Kahar S. Cahyono, Ketua Departemen Komunikasi dan Media Konfederasi Serikat Pekerja Indonesia (KSPI), menyatakan bahwa mekanisme penetapan upah minimum tahun 2025 tidak akan lagi mengacu pada Peraturan Pemerintah (PP) Nomor 51 Tahun 2023, yang sebelumnya menjadi aturan turunan dari Undang-Undang Cipta Kerja (UU Ciptaker). Langkah ini dilakukan menyusul Putusan Mahkamah Konstitusi (MK) yang membatalkan PP 51/2023 tersebut.
Kahar menjelaskan bahwa sikap DPR terhadap pembatalan PP tersebut dikonfirmasi langsung oleh Wakil Ketua DPR, Sufmi Dasco. “Menurut pernyataan resmi Wakil Ketua DPR, PP 51 tidak lagi dapat dijadikan acuan. Pernyataan ini memperjelas posisi DPR dalam mendukung putusan MK,” ungkap Kahar setelah menyampaikan orasi dalam aksi unjuk rasa para buruh di depan Kantor Kementerian Ketenagakerjaan (Kemnaker), Kamis, 7 November 2024.

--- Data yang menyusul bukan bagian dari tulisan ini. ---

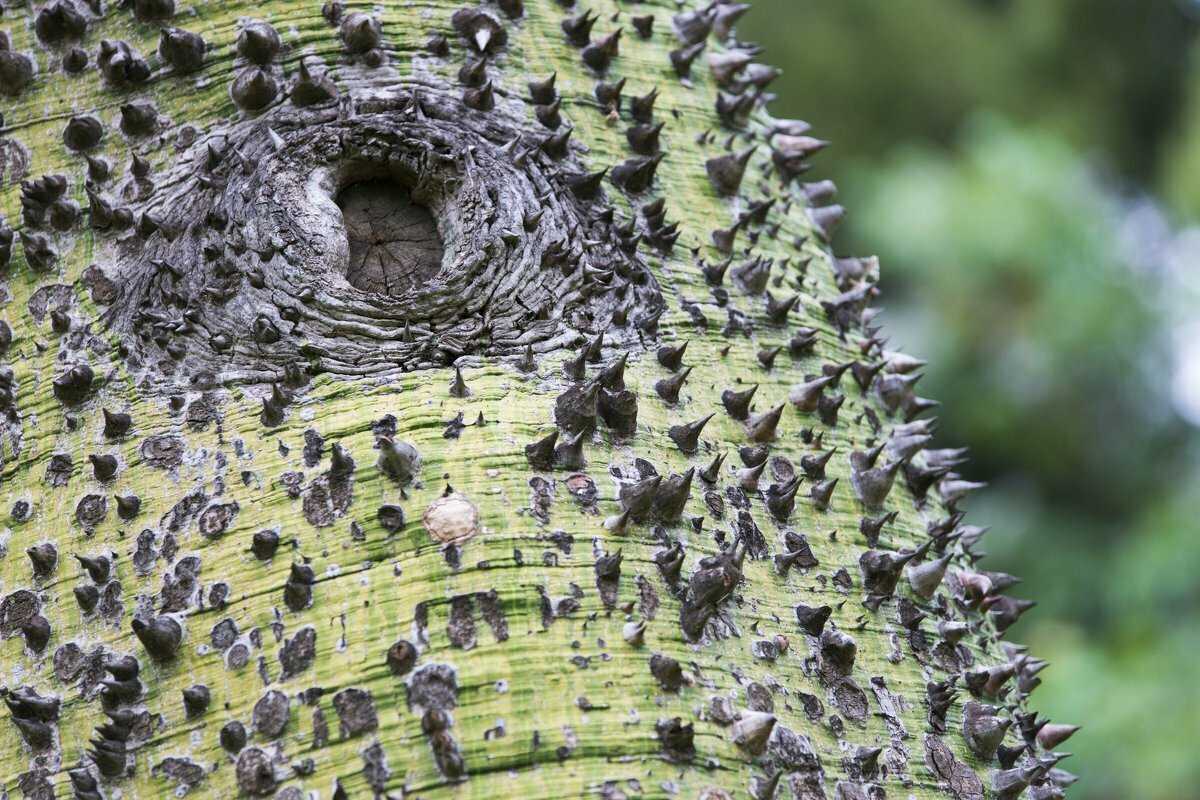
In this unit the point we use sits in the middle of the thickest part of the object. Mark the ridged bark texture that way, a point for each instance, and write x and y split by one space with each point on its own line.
327 548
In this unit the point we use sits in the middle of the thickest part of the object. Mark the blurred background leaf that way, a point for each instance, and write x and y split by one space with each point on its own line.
1029 172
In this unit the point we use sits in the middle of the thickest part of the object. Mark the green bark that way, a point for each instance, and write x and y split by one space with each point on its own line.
547 705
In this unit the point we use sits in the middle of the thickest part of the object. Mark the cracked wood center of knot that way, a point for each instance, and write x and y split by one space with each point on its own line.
394 241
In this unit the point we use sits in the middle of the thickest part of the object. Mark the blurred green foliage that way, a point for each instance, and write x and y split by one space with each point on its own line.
990 152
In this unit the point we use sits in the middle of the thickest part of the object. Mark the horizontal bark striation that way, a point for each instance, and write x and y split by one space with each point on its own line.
246 271
694 542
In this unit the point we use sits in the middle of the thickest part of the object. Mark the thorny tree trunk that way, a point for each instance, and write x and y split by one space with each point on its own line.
388 415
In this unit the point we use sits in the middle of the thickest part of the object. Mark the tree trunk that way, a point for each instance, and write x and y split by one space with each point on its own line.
425 400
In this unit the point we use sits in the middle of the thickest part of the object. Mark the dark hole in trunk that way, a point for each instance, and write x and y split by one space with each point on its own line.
394 240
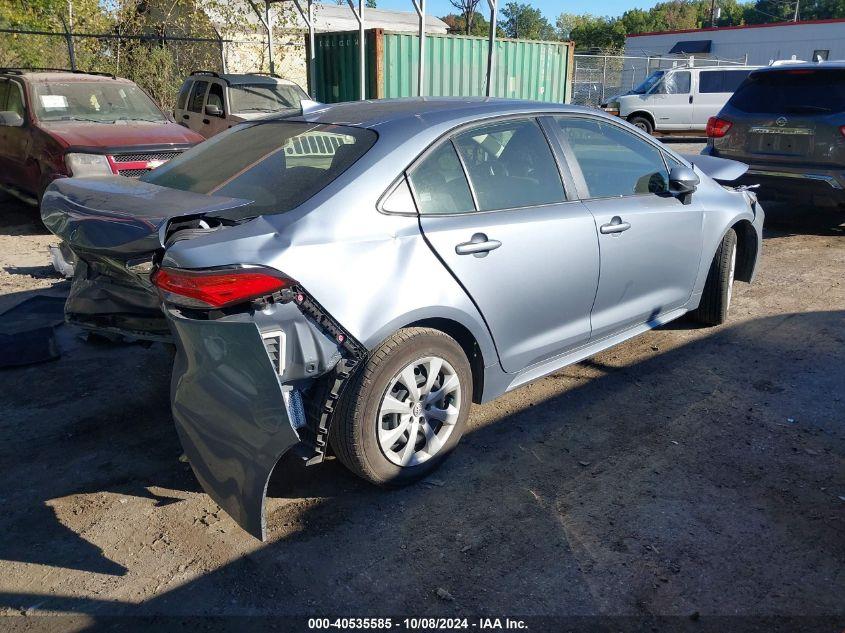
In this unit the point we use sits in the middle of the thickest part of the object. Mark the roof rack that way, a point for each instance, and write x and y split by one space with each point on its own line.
21 71
274 75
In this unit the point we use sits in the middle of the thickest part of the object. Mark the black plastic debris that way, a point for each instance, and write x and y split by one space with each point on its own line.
28 348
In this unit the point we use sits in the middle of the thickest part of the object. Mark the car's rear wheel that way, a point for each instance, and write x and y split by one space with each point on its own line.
405 409
718 289
643 123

Lebih lanjut, kepastian tersebut terungkap dalam pertemuan antara Ketua Umum KSPI, Said Iqbal, dengan Sufmi Dasco sehari sebelumnya, yakni pada 6 November 2024. Dalam pertemuan tersebut, hadir pula Menteri Hukum Supratman Andi Agtas, Menteri Ketenagakerjaan Yasierli, serta Ketua Komisi III DPR RI, Habiburrahman. Pertemuan tersebut menghasilkan kesepakatan penting lainnya, yaitu mengenai pemberlakuan kembali upah minimum sektoral (UMS) yang sempat dihapus dalam UU Ciptaker. Kahar menegaskan bahwa Kemnaker telah sepakat untuk mengembalikan penerapan upah minimum sektoral sesuai dengan Putusan MK Nomor 168/PUU-XXII/2024. “Mengenai penerapan UMS, hal itu sudah menjadi kesepakatan bersama,” ujarnya.
Sebagai latar belakang, upah minimum sektoral adalah standar upah minimum yang berlaku untuk setiap sektor usaha tertentu yang dikelompokkan berdasarkan Klasifikasi Baku Lapangan Usaha Indonesia (KBLI). Ketentuan ini menetapkan bahwa upah minimum sektoral tidak boleh lebih rendah daripada upah minimum provinsi (UMP) atau upah minimum kabupaten/kota (UMK). Kahar menambahkan, “Mengacu pada tahun sebelumnya, upah minimum sektoral biasanya lebih tinggi dari UMK, dengan kisaran kenaikan antara 5 hingga 15 persen, tergantung sektor usaha.”
Pemberlakuan kembali UMS dinilai sebagai langkah positif dalam meningkatkan kesejahteraan pekerja di sektor-sektor tertentu, seperti industri manufaktur, jasa, dan perdagangan, yang memiliki standar kebutuhan hidup berbeda dibandingkan sektor lain.